Fig. 1 shows a reaction system which can be used in the process of regeneration of the catalyst according to the present invention. The reaction system includes a liquid-phase carbonylation reactor, evaporator, column separation of methyl acetate and acetic acid (hereinafter "separation column"), a decanter, a drying column and ion-exchange resin. For illustration in Fig. 1 shows one of IOS. It is clear that the process Carboniferous an autoclave with stirring, which is automatically maintained at a constant level of the reaction liquid. In this reactor is continuously injected carbon monoxide, fresh methanol, sufficient water to maintain at least a finite concentration of water in the reaction medium, recycle catalyst solution from the cube evaporator and recycle methyl iodide and methyl acetate from the top of the separation column.
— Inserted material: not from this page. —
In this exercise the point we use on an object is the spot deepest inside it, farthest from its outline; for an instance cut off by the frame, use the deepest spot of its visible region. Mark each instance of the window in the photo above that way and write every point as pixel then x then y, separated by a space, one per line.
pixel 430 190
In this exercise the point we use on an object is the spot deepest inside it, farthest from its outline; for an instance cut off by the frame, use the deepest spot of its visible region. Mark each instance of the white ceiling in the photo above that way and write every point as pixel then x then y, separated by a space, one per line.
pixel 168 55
Can be applied and other water distillation systems if they provide a way to extract the crude acetic acid and recycled to the reactor catalyst solution, methyl iodide and methyl acetate. In a preferred process, the original carbon monoxide is continuously introduced into the carbonylation reactor directly below the mixer. Gaseous raw materials are thoroughly dispersed in the reaction liquid by stirring. The gaseous stream is discharged from the Stripping reactor, to prevent the accumulation of gaseous by-products and to maintain a given partial pressure of carbon monoxide at a given total reactor pressure. The temperature in the reactor is maintained automatically, and the source of the carbon monoxide is introduced at a rate sufficient to maintain the desired total pressure in reacto is of constant liquid level, and is introduced at a point midway between the helmet and the bottom of the evaporator. From the evaporator catalyst solution is displayed as blue stream (mainly acetic acid containing rhodium and jodido salt along with lesser quantities of methyl acetate, methyl iodide and water), while chlebowy flow evaporator contains mainly the product of acetic acid with iodine stands, acetate and water. Part of the carbon monoxide together with gaseous byproducts, such as methane, hydrogen and carbon dioxide goes from the top of the evaporator.
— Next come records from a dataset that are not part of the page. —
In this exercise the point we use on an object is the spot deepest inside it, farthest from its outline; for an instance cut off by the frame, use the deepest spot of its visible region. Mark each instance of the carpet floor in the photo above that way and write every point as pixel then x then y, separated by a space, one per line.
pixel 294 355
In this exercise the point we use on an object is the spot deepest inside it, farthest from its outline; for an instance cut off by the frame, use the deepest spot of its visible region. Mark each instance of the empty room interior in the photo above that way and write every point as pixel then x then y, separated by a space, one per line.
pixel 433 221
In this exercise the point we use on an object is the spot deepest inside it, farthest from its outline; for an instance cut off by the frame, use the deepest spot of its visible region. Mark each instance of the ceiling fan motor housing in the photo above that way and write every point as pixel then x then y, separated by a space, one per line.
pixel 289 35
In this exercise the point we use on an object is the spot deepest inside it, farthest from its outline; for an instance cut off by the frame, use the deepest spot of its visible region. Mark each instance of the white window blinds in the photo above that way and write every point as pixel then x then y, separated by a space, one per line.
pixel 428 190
The product acetic acid is derived from a cube of the separation column (it can also output in the form of a side selection), then assigned to the desired final purification by methods which are obvious to a person and which are not included in the subject of the present invention. The use of the drying column is a means of purification of the product acetic acid. Chlebowy flow separation column containing predominantly methyl iodide and methyl acetate, returns to recycling in the carbonylation reactor together with fresh iodine stands, with fresh methyl iodide is introduced at a rate, dostatochno the reaction medium. Fresh methyl iodide is necessary to compensate for small losses of methyl iodide in the evaporator and Stripping from the carbonylation reactor. Part shlamovogo stream from the separation column is introduced into the decanter, which divides the streams of methyl iodide and methyl acetate in the heavy water phase methyl iodide and methyl acetate and a light phase containing aqueous acetic acid. Any flow of water from the cleanup phase, which will contain a small amount of acetic acid may be combined with a light phase aqueous acetic acid of the decanter for return to the reactor.

It was found that the impurity metals, in particular iron, Nickel, chromium and molybdenum may be present in any of the threads above process. The accumulation of these metal impurities adversely affecting the rate of formation of acetic acid and the stability of the process as a whole. Therefore, the ion-exchange resin is introduced into the process to remove these impurities of metals from process threads. In Fig. 1 ion-exchange resin used to remove contaminants from metal corrosion of the catalyst solution is recycled from the cube evaporator to the reactor. It should be understood that any of the threads of the process moeran is what this thread should be at this temperature when not deactivated resin. In the General case, the processed threads in the process will have the final concentration of the rhodium catalyst and/or lithium cation of the additional salt is lithium iodide, which added to the catalyst promoter. In Fig. 1 the flow of the cube of the separation column is processed to remove metals corrosion, and water from a stream of dilute acetic acid, is directed to an ion-exchange resin.

The sources of water to be added to the resin include fresh water, from the reaction system, or the water from the reaction system, which eventually is returned to the reactor. Preferably, the water from the reaction system was applied to the resin for use in an improved process for the removal of metals corrosion. The balance on the water then remains closed in the system carbonylation reaction. Examples of sources of water include (but are not limited to) the water contained in the recycle streams of dilute acetic acid, water from the light phase, or water from the combined streams (for example, the United streams of the heavy and light phases, or combined light phase and flows razbalovani water from any point within the reaction system.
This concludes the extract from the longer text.